The government has no wealth of its own except what it can get from its subjects either directly by taxation or indirectly by inflation. Therefore all it can do is to redistribute the wealth. In the process it can put a segment of the population to work which we can see and applaud but, as Henry Hazlitt has pointed out, the people whose potential jobs are not created or are even lost as a result go largely unnoticed.
Mr. Obama's plan is to take money out of our right pocket and to put it back into our left pocket and expect something called Economic Stimulation to happen. Actually there is a spelling error here and it should be really called Economic Simulation ...







I only hope a lot of people educate themselves about the direction he is taking us, realize if they really want freedom now and for future generations people like him have to be defeated on a philosophical level. It is obvious a lot of people are buying into the idea of something for nothing. Whether we want to accept it or not, if we want something worthwhile and lasting it takes effort.

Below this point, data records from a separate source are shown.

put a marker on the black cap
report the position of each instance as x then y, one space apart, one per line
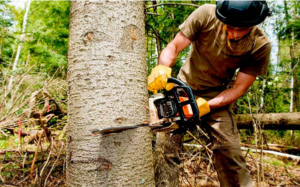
242 13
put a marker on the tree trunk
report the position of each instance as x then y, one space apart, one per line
108 87
20 46
272 121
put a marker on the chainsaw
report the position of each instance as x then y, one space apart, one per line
171 110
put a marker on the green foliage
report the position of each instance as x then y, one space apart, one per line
48 30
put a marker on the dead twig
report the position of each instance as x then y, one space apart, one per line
34 158
45 184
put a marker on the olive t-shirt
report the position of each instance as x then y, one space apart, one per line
213 59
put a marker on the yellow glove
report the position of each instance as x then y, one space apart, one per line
158 79
202 106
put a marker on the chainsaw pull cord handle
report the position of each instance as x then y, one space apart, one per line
176 81
191 100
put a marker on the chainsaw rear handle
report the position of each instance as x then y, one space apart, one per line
191 100
176 81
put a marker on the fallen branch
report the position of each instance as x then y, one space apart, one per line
271 121
297 158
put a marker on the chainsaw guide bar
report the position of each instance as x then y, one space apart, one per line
174 109
154 128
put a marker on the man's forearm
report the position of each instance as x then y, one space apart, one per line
225 98
168 56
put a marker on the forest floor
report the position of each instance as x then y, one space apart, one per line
197 170
47 166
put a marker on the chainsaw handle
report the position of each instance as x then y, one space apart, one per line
176 81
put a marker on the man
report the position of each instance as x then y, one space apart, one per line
224 38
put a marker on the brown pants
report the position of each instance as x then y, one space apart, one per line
228 159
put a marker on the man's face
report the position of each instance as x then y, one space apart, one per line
236 33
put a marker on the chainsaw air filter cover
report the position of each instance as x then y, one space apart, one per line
178 102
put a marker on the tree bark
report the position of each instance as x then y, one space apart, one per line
108 87
19 46
272 121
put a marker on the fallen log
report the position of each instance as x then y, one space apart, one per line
271 121
293 157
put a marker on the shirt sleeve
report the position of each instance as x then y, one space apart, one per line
257 64
193 25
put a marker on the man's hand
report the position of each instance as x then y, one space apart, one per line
202 106
158 79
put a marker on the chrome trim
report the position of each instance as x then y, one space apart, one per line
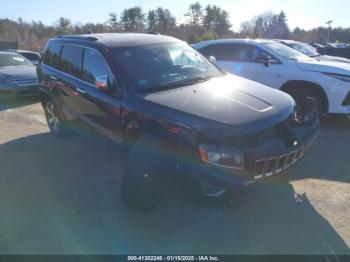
289 160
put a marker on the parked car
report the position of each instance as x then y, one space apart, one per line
281 67
180 113
332 49
17 76
33 57
312 52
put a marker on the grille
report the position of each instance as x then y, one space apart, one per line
346 101
26 81
275 165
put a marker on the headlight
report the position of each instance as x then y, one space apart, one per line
227 157
344 78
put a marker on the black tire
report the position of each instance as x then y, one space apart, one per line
54 120
299 93
143 179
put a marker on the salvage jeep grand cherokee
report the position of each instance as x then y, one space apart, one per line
179 113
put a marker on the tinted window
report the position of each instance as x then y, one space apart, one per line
94 65
157 67
71 59
13 60
52 55
234 52
248 53
31 56
220 51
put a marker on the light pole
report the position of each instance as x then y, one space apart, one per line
329 23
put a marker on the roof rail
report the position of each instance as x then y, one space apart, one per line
77 37
153 33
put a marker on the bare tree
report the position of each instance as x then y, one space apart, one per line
195 12
133 19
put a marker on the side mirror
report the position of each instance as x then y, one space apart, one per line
212 59
102 82
266 61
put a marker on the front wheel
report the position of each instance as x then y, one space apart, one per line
142 182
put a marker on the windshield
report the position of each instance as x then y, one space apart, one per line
161 66
13 60
285 51
304 48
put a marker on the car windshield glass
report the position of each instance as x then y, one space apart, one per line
304 48
13 60
285 51
163 66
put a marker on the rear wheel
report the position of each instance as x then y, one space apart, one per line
54 120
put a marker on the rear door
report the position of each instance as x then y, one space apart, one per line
69 79
98 108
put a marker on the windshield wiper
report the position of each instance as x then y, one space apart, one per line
175 84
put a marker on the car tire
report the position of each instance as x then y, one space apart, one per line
299 93
54 120
143 178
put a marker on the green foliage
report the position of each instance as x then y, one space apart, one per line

I want this president to do what is right for this country, and what is right is not taking us down a harder path to socialism and policies of that sort. Socialism as a governance mechanism equals shared misery for all. The Democrat party as it now stands dispises invididuals and individualism, and wants alturism as a way of life. There should be nothing wrong with wanting to support yourself and your family. This is called self-interest, not selfishness. And as long as we do it
within proper guidlines and laws, then nothing should be wrong with pursuing your own life this way.
I like the one comment above on how societies function, and consumerism and money. I makes good sense.